This is the week of the year our barn is at its emptiest, right before it fills up again. There is something very lonely about a barn completely empty of its hay stores. Its hollow interior echoes with a century of farmers’ voices, whether soothing an upset cow during a difficult milking, or uncovering a litter of kittens high in a hay loft, possibly shouting orders to a steady workhorse, even startling out loud as a barn owl flies low overhead, or grumbling over a dead tractor battery. The dust motes lazily drift by in the twilight, seemingly forever suspended above the straw covered wood floor, floating protected from the cooling evening breezes.
There is no heart beat left in an empty barn. It is in full arrest, all life blood drained out, vital signs flat lined. I can hardly bear to go inside.
If the weather cooperates before July 4, we’ll be cutting the grass the first day, strewing it about on the field to dry in a process called “tedding” the next, raking it into windrows the third, and then baling it for pick up by our “family and friends” hay crew. Suddenly, the barn is shocked back to a pulse, with the throb of voices, music blaring, dust and pollen flying chaotically, the rattle of the electric “elevator” hauling bales from wagon to loft, the grunts and groans of the crew as they heft and heave the bales into place in the stack. This often goes on late into the night, the barn ablaze with lights, the barnyard buzzing with excitement and activity. It almost looks as if it is on fire.
Vital signs measurable, rhythm restored, volume depletion reversed, prognosis good for another year.
A healthy rhythm is elusive in this modern age of full time jobs off the farm, necessitating careful coordination with the schedule of the farmer who cuts and bales for many neighbors all within the same window of good weather, plus adding in the high cost of fuel and labor. The farmer races his equipment from field to field, swooping around with a goliath tractor taking 12 foot swaths, raising dust clouds, and then on to the next job. It is so unlike the rhythm of a century ago when a horse drawn mower cut the tall grass in a gentle four foot swath, with a pulsing shh shh shh shh shh shh tempo that could be heard stretching across the fields. It is an unfamiliar sound today, the almost-silence of no motor at all, just the jingle of the harness and the mower blades slicing back and forth as the team pulls the equipment down the field. We’ve lost the peacefulness of a team of horses at work, necessitating a slower pace and the need to stop at the end of a row for a breather.
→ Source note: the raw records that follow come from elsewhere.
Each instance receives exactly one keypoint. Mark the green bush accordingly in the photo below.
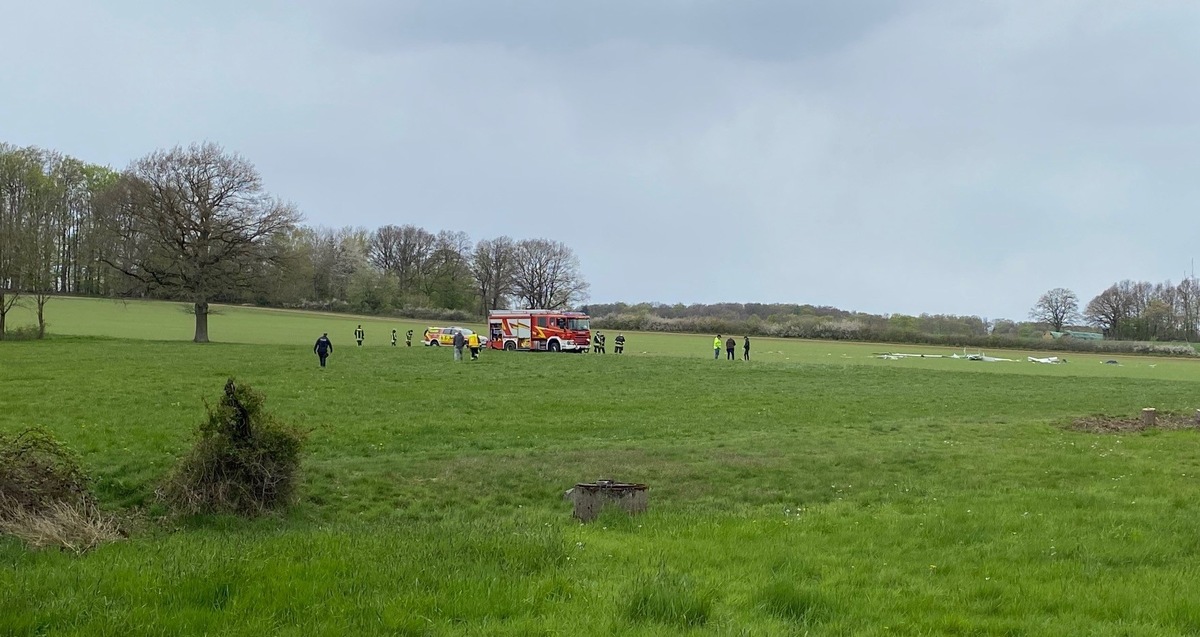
(46, 497)
(37, 470)
(244, 461)
(25, 332)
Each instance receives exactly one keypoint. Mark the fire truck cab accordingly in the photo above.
(538, 330)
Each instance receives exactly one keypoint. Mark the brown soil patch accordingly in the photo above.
(1102, 424)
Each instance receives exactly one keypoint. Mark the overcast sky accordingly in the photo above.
(882, 156)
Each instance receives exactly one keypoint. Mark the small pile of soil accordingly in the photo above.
(1102, 424)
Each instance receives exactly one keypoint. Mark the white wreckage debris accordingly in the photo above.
(981, 356)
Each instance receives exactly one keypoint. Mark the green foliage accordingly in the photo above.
(37, 470)
(23, 332)
(45, 496)
(245, 461)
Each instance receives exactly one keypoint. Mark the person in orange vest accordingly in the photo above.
(473, 343)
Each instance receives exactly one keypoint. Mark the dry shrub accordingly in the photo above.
(75, 527)
(244, 462)
(45, 496)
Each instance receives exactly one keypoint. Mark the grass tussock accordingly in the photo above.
(669, 599)
(45, 496)
(244, 462)
(77, 527)
(786, 601)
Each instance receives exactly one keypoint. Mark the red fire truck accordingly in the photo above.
(538, 330)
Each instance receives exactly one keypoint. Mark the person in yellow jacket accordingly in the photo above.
(473, 343)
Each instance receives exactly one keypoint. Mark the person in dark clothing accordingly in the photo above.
(323, 348)
(459, 342)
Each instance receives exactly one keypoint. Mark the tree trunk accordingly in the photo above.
(42, 299)
(202, 322)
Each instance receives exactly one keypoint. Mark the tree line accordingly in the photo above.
(196, 224)
(1127, 313)
(1128, 310)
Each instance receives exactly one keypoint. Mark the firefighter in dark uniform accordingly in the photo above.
(323, 348)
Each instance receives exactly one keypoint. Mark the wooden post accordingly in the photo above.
(1147, 416)
(591, 497)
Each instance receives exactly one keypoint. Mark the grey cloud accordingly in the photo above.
(755, 29)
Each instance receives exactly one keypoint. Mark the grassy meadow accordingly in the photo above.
(813, 491)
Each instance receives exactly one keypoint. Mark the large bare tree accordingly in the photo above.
(1056, 308)
(492, 264)
(1113, 308)
(546, 275)
(197, 224)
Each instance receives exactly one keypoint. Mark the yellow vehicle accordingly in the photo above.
(444, 336)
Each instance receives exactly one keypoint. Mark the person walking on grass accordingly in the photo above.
(323, 348)
(459, 342)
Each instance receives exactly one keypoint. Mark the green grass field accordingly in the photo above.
(815, 490)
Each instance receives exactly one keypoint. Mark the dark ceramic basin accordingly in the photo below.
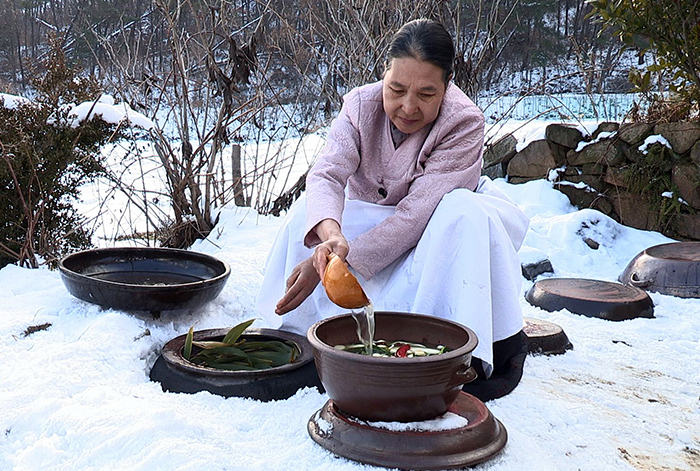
(393, 389)
(144, 279)
(667, 269)
(175, 374)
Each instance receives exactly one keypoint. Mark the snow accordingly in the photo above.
(77, 395)
(12, 101)
(447, 421)
(109, 112)
(654, 139)
(104, 107)
(601, 136)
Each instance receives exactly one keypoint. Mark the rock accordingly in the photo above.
(533, 270)
(579, 196)
(633, 133)
(606, 126)
(681, 136)
(501, 151)
(633, 154)
(535, 161)
(559, 152)
(494, 171)
(594, 181)
(519, 180)
(594, 169)
(688, 226)
(695, 153)
(564, 134)
(687, 178)
(534, 262)
(591, 243)
(633, 210)
(615, 176)
(583, 197)
(605, 151)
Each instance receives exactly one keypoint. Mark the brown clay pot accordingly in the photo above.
(393, 389)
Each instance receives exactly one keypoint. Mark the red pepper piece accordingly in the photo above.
(402, 352)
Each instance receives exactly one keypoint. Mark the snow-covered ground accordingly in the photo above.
(77, 395)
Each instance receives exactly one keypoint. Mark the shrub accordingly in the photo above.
(43, 162)
(671, 28)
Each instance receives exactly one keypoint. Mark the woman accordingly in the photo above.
(397, 194)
The old barn will be resuscitated once again. Its floor will creak with the weight of the hay bales, the walls will groan with the pressure of stacks. The missing shingles on the roof will be replaced and the doors locked tight against the winter winds. But it will be breathing on its own, having needed only a short rest these last few weeks.
Inside, once again, filled to the brim, life is held tight by twine, just waiting to be released.